Still, company officials steadfastly maintain that Special Muscle Wine has been proven to promote health by consumers and governmental agencies alike.
“It’s true. If you lie you will lose your customers and your market will go,” Ung Kuong said.
“We have had tests done by the Ministry of Industry, Mines and Energy and by the Ministry of Health,” he said. “Also the governments of Japan and Thailand allow us to sell the product in their countries.”
Nuth Sokhom and Ung Phirum, secretary of state for the Ministry of Health, said they had not seen results for any tests on the wine.
Ung Phirum said it has probably been laboratory tested.
Nuth Sokhom said the ministries of agriculture, commerce, health and industry, mines and energy are not clear about which ministry should be inspecting what.
“We don’t make clear which ministry inspects what types of products,” he said.
“We need to decide which ministry is in charge of what type of goods. But in general, products that affect people’s health are always blamed on the health ministry,” he said.

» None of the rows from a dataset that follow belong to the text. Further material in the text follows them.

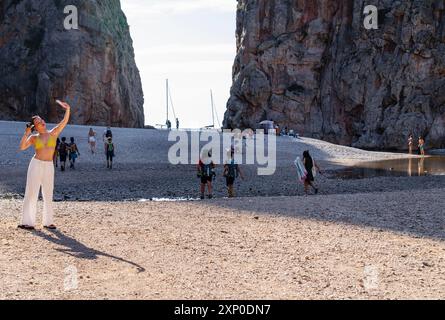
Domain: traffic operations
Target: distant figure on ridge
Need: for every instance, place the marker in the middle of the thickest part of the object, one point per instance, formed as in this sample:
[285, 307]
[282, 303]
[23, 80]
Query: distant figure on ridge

Kham Samreth, 37, said Monday that he drinks his muscle wine with ice or mixed with soda.
He drinks it at least twice a month, and said that three people can usually put away two to three bottles in one sitting.
“The taste is good. If you drink a lot you will get drunk, but you don’t get a headache,” Kham Samreth said.
But, he added: “It doesn’t matter where the wine comes from, if you drink too much you will still crash when driving.”